其次,法院调解的适用条件不规范、不明确。最高人民法院《关于适用〈民事诉讼法〉若干问题的意见》第九十一条规定:“人民法院受理案件后,经审查认为法律关系明确、事实清楚,在征得当事人双方同意后,可以进行调解”,但在司法实践中对于何为法律关系明确、事实清楚,存在着不同认识,立法上也没有明确规范。由此也引发大量的恶意调解,恶意调解,是指双方当事人恶意串通,虚构民事法律关系或者法律事实,通过法院合法的调解程序,促使法院作出错误的调解书,旨在损害案外第三人利益或公共利益的非诚信诉讼行为。[⑨]实践中,只要当事人同意调解,法官对于案件的事实也不会细查,对于双方当事人的权利义务、法律关系也不会细心审查,如果当事人能达成调解协议,法官会迅速做出调解笔录,以待结案。而有的当事人就会故意欺诈,骗取法院的调解书,损害案外第三人的利益及社会公共利益。

第三,调解的期限上法律没有作出明确的规范,只是规定调解不成应该及时判决,同时在调解的主体上,目前法律并没有具体的调解主体,应明确规定哪些案件由审判员调解,哪些由合议庭调解。

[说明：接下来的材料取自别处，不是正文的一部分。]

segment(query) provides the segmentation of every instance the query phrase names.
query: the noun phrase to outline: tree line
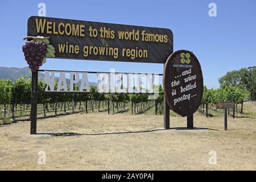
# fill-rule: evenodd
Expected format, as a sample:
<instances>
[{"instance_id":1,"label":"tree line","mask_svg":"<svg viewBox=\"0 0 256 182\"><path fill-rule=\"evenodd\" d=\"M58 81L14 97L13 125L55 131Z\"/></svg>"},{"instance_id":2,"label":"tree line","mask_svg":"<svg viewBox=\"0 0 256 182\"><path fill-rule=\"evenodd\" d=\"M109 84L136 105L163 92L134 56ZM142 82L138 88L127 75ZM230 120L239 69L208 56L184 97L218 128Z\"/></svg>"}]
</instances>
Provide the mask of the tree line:
<instances>
[{"instance_id":1,"label":"tree line","mask_svg":"<svg viewBox=\"0 0 256 182\"><path fill-rule=\"evenodd\" d=\"M11 117L15 121L14 113L22 111L30 107L31 78L26 80L28 75L19 78L15 81L9 80L0 80L0 105L2 108L3 117L7 111L11 111ZM208 89L204 88L203 97L199 111L206 113L208 116L209 106L216 107L220 102L232 101L237 105L241 104L240 112L242 114L243 103L245 98L256 100L256 67L242 68L238 71L228 72L218 79L220 88ZM55 89L57 86L55 82ZM93 112L108 110L109 114L130 109L132 114L140 113L155 106L155 114L162 113L163 110L163 90L161 85L154 85L155 90L159 90L159 94L154 101L150 101L148 94L101 94L98 93L96 86L90 87L90 93L63 94L40 93L45 90L46 84L42 80L38 80L38 104L41 104L43 115L49 112L49 108L55 114L59 110L66 113L67 110L75 112L84 110L88 113L89 109ZM78 86L75 86L75 90L79 90ZM17 107L18 107L17 109ZM237 112L238 111L237 109ZM235 110L233 110L234 117Z\"/></svg>"}]
</instances>

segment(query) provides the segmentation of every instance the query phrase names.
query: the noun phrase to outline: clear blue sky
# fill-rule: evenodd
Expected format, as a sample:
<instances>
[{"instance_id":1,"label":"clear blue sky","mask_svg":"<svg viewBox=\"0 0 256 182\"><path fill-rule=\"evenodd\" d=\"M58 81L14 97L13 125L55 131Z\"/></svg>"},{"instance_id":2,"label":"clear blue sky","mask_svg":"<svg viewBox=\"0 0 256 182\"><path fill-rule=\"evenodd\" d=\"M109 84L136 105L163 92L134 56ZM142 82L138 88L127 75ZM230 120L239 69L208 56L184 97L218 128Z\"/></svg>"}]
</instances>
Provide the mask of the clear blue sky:
<instances>
[{"instance_id":1,"label":"clear blue sky","mask_svg":"<svg viewBox=\"0 0 256 182\"><path fill-rule=\"evenodd\" d=\"M46 5L46 16L168 28L174 50L189 49L201 63L204 84L218 87L229 71L256 65L256 0L246 1L10 1L0 2L0 66L24 67L21 46L27 21ZM208 5L217 5L217 17ZM162 73L163 65L48 59L48 69Z\"/></svg>"}]
</instances>

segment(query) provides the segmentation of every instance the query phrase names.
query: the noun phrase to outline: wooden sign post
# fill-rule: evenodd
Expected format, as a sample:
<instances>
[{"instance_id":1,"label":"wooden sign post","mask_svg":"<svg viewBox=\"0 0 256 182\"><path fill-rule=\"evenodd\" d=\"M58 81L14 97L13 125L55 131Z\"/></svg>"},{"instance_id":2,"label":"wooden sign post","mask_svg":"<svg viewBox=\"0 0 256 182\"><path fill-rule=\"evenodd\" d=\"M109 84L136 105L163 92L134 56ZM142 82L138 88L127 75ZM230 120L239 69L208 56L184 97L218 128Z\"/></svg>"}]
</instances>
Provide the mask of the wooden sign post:
<instances>
[{"instance_id":1,"label":"wooden sign post","mask_svg":"<svg viewBox=\"0 0 256 182\"><path fill-rule=\"evenodd\" d=\"M193 52L179 50L171 55L165 64L163 82L170 109L187 117L187 127L193 129L193 114L200 105L204 88L201 65Z\"/></svg>"},{"instance_id":2,"label":"wooden sign post","mask_svg":"<svg viewBox=\"0 0 256 182\"><path fill-rule=\"evenodd\" d=\"M224 130L228 130L228 109L234 109L234 102L218 102L217 104L217 109L223 109L224 110Z\"/></svg>"}]
</instances>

最后,关于调解书送达的规定有待完善。根据民事诉讼法的规定,调解书送达前任何一方当事人都可以反悔,而无需任何理由。因此,当事人在诉讼中达成的调解协议对当事人并无任何约束力。这对调解制度的发展产生了不利影响,损害了法院的权威和遵守调解协议一方当事人的利益,导致了审判资源的浪费,助长了当事人在调解中随意言行、不负责任的倾向。另外,根据法律规定,调解书经送达当事人并由当事人签收后才具有法律效力,而调解书是不能留置送达的。这一规定,导致很多在法院调解室已经签订了调解协议但法院制作好调解书后无法送达当事人本人手里的情况时有发生,继而使调解协议效力长期处于一种不稳定的状态。而有些当事人正是利用这一点,假意达成协议,却在送达时反悔拒收调解书,借故拖延诉讼以损害对方当事人的利益。

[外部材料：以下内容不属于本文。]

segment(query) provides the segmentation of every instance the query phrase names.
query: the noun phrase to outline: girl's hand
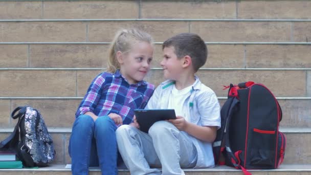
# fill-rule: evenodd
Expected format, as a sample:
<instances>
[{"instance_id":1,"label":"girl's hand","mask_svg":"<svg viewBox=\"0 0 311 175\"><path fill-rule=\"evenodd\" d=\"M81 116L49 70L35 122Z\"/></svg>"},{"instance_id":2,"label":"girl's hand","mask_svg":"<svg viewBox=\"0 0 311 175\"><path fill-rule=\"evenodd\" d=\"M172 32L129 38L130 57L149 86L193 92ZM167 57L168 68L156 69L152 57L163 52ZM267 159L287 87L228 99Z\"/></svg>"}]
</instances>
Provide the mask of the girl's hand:
<instances>
[{"instance_id":1,"label":"girl's hand","mask_svg":"<svg viewBox=\"0 0 311 175\"><path fill-rule=\"evenodd\" d=\"M110 117L110 119L113 119L116 124L122 124L123 121L122 118L121 117L120 115L115 113L110 113L108 115L108 117Z\"/></svg>"},{"instance_id":2,"label":"girl's hand","mask_svg":"<svg viewBox=\"0 0 311 175\"><path fill-rule=\"evenodd\" d=\"M130 123L129 125L138 129L139 129L139 124L138 124L138 123L137 122L137 120L136 119L136 116L134 115L134 117L133 117L133 120L134 121L134 122L133 123Z\"/></svg>"},{"instance_id":3,"label":"girl's hand","mask_svg":"<svg viewBox=\"0 0 311 175\"><path fill-rule=\"evenodd\" d=\"M188 126L188 122L182 116L176 116L176 119L169 119L168 121L172 123L180 130L185 130Z\"/></svg>"}]
</instances>

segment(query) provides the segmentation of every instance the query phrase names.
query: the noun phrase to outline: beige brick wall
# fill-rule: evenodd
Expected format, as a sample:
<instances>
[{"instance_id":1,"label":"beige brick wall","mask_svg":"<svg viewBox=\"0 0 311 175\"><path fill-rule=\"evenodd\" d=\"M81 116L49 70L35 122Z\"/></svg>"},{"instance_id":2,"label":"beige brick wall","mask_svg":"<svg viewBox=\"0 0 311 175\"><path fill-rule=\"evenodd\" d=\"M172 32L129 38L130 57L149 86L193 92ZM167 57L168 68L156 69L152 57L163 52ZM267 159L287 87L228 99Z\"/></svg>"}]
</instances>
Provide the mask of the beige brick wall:
<instances>
[{"instance_id":1,"label":"beige brick wall","mask_svg":"<svg viewBox=\"0 0 311 175\"><path fill-rule=\"evenodd\" d=\"M307 96L311 97L311 71L307 71Z\"/></svg>"},{"instance_id":2,"label":"beige brick wall","mask_svg":"<svg viewBox=\"0 0 311 175\"><path fill-rule=\"evenodd\" d=\"M288 42L290 22L191 21L190 32L209 42Z\"/></svg>"},{"instance_id":3,"label":"beige brick wall","mask_svg":"<svg viewBox=\"0 0 311 175\"><path fill-rule=\"evenodd\" d=\"M74 97L76 72L71 71L0 71L3 97Z\"/></svg>"},{"instance_id":4,"label":"beige brick wall","mask_svg":"<svg viewBox=\"0 0 311 175\"><path fill-rule=\"evenodd\" d=\"M45 1L47 19L137 18L139 4L133 1Z\"/></svg>"},{"instance_id":5,"label":"beige brick wall","mask_svg":"<svg viewBox=\"0 0 311 175\"><path fill-rule=\"evenodd\" d=\"M33 45L31 68L106 67L108 45Z\"/></svg>"},{"instance_id":6,"label":"beige brick wall","mask_svg":"<svg viewBox=\"0 0 311 175\"><path fill-rule=\"evenodd\" d=\"M142 1L141 18L235 18L235 4L234 2Z\"/></svg>"},{"instance_id":7,"label":"beige brick wall","mask_svg":"<svg viewBox=\"0 0 311 175\"><path fill-rule=\"evenodd\" d=\"M28 48L27 45L1 45L0 68L27 67Z\"/></svg>"},{"instance_id":8,"label":"beige brick wall","mask_svg":"<svg viewBox=\"0 0 311 175\"><path fill-rule=\"evenodd\" d=\"M156 42L163 42L177 34L189 32L187 21L93 21L88 26L91 42L110 42L121 28L135 27L149 33Z\"/></svg>"},{"instance_id":9,"label":"beige brick wall","mask_svg":"<svg viewBox=\"0 0 311 175\"><path fill-rule=\"evenodd\" d=\"M85 23L2 22L0 42L85 42Z\"/></svg>"},{"instance_id":10,"label":"beige brick wall","mask_svg":"<svg viewBox=\"0 0 311 175\"><path fill-rule=\"evenodd\" d=\"M311 68L311 45L247 45L248 68Z\"/></svg>"},{"instance_id":11,"label":"beige brick wall","mask_svg":"<svg viewBox=\"0 0 311 175\"><path fill-rule=\"evenodd\" d=\"M0 2L0 19L40 19L42 2Z\"/></svg>"},{"instance_id":12,"label":"beige brick wall","mask_svg":"<svg viewBox=\"0 0 311 175\"><path fill-rule=\"evenodd\" d=\"M242 19L310 19L307 1L241 1L238 18Z\"/></svg>"},{"instance_id":13,"label":"beige brick wall","mask_svg":"<svg viewBox=\"0 0 311 175\"><path fill-rule=\"evenodd\" d=\"M293 41L310 42L311 41L311 22L293 23Z\"/></svg>"}]
</instances>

3、法院调解与诉讼外调解的不协调。法院在调解中单兵作战,人民调解作用发挥不明显,没有形成整体调解合力。在构建和谐社会的过程中,调解本应属于一套完整的体系,形成一套完善的制度,互相弥补,互相制约,但我国现状是,法院调解与诉讼外的调解各不相干,尤为显著的是诉讼外调解,这里特指人民调解中,所达成的协议并不具备任何效力,致使当事人可以对该调解协议随意反悔,而由此再度引发纠纷,而纠纷诉至法院,又要经过法官再调解一次,调解不成,才会进行判决。从整体来看,这样的程序是繁复和冗长的。不仅将人民调解此类纠纷解决机制处于架空状态,还无形中加重法官的压力,增加法院纠纷的数量,引发“诉讼爆炸”的可能。

四、关于解制度改革的建议

制度理念的转变

法院调解在本质上是以合意为灵魂,以当事人处分为基础,以审判权为保障的当事人旨在追求利益最优化从而达成解决纠纷协议并由法院审查和确认的诉讼活动。[⑩]
“合意、处分权、审判权”即是法院调解的三大理论基础。而以此为理论基石构建起来的制度模式应当是以“当事人中心”的调解模式,这正好迎合近年司法改革由“职权主义”向“当事人主义”的诉讼模式改变的契机。在民事诉讼中,调解最应该彰显的是当事人的处分权,这是民事私权自治原则和民事诉讼处分权的必然要求。然而在我国现行的法院调解制度中,调解只是法院企业经济论文审判的一种结案方式,基础理念还是建立在职权主义之上。故理念的转变才是制度改革的关键。对于调解的运用,不能再依法官的职权主动提出是否调解的询问或由法官提出调解方案,而需充分尊重当事人意思自治原则,由当事人主动提出调解的申请法院才可以进行调解。“当事人合意、自由行使其处分权”必须作为一种理念牢牢的根植于调解法官的思维中。